If you were to draw a picture that visually represents your role in your business, what would it look like? Are you at the top of an organizational chart, or stuck in the middle of your business like a hub in a bicycle wheel? The Hub & Spoke model is a value driver that shows how dependent your business is on you for survival. The Hub & Spoke model can only be as strong as the hub. The moment the hub is overwhelmed, the entire system fails. Acquirers generally avoid these types of managed businesses because they understand the dangers of buying a company too dependent on the owner.

Here’s a list of the 5 top warning signs that indicate your business could be too dependent on you.
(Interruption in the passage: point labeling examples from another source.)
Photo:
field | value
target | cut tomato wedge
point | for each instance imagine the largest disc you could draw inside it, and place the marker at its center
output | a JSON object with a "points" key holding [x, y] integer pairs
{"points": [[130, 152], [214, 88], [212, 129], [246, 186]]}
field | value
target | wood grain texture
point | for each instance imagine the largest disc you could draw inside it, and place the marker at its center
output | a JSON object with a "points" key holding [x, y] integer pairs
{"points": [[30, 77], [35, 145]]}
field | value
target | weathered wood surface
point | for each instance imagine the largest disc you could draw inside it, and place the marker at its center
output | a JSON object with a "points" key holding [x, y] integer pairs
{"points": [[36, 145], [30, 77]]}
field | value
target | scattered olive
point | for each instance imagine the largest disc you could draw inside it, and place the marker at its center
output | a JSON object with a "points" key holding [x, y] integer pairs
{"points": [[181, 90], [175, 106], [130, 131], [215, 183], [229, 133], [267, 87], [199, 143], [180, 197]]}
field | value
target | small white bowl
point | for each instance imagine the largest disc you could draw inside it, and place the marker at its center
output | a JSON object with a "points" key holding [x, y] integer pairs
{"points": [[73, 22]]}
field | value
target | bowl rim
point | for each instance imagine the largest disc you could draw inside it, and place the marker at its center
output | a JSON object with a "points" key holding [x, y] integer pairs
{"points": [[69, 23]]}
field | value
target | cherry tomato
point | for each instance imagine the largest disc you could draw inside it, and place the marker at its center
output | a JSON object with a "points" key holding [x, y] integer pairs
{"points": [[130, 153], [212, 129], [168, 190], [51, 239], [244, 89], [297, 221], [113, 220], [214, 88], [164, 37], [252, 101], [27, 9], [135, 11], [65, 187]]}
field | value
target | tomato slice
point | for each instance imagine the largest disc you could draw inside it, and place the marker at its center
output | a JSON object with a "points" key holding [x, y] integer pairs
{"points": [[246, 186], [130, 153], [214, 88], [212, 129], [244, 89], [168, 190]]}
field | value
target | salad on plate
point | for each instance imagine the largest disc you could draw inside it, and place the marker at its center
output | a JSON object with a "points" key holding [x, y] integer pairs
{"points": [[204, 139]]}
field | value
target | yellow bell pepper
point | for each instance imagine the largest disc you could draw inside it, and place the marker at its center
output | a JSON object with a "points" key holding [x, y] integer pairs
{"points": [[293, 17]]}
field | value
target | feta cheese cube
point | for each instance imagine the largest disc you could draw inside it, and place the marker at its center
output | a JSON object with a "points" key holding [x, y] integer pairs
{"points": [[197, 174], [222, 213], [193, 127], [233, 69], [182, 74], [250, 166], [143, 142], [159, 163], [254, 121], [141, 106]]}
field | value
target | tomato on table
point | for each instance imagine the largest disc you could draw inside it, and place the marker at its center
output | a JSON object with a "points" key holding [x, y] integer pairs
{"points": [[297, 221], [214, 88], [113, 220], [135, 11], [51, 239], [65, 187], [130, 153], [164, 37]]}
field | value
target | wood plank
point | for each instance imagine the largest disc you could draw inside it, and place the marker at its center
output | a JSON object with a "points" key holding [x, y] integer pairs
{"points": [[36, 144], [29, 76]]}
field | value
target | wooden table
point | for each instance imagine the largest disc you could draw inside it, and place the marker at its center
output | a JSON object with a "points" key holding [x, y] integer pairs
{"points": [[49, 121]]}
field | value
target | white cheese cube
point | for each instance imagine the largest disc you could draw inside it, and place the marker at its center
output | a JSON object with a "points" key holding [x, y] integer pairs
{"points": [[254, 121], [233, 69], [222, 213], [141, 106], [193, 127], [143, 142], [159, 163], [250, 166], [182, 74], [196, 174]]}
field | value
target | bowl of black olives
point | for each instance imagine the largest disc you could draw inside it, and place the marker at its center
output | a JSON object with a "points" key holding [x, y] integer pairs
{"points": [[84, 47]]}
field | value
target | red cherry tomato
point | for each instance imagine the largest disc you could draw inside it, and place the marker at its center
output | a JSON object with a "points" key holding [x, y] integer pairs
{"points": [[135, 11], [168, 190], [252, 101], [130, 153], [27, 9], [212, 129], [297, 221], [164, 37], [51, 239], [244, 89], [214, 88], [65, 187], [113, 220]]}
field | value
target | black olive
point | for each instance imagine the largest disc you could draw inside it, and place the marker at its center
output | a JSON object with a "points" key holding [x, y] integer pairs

1. You are the only signing authority.
Most business owners give themselves final authority... all the time. But what happens if you’re away for a couple of days and an important vendor needs to be paid? Consider giving an employee signing authority for an amount you’re comfortable with, and then change the mailing address on your bank statements so they are mailed to your home (not the office). That way, you can review everything coming out of your account and make sure the privilege isn’t being abused.
2. Your revenue is flat when compared to last year’s.
Flat revenue from one year to the next can be a sign you are a hub in a hub-and-spoke model. Like forcing water through a hose, you have only so much capacity. No matter how efficient you are, every business dependent on its owner reaches capacity at some point. Consider narrowing your service line by eliminating complex situations that require your personal involvement, for example, instead of focusing or taking on shorter shift cases focus on longer term cases that require less management.
3. Your vacations... don’t feel like vacations.
If you spend your vacations dispatching orders from your mobile, it’s time to cut the tether. Start by taking one day off and seeing how your company does without you. Build systems for failure points. Work up to a point where you can take a few weeks off without affecting your business.
4. You know all of your clients by first name.
It’s good to have the pulse of your market, but knowing every single client by first name can be a sign that you’re relying too heavily on your personal relationships being the glue that holds your business together. Consider replacing yourself as a rain maker by hiring a sales team, and as inefficient as it seems, have a trusted employee shadow you when you meet clients so over time your clients get used to dealing with someone else. The idea is for everyone on your team to be just as impactful as you are as the owner - your clients should be in a strong relationship with the business not you as an individual.
5. You get cc’d on more than five e-mails a day.
Employees, clients and vendors constantly cc’ing you on e-mails can be a sign that they are looking for your tacit approval or that you have not made clear when you want to be involved in their work. Start by asking your employees to stop using the cc line in an e-mail; ask them to add you to the “to” line if you really must be made aware of something –and only if they need a specific action from you.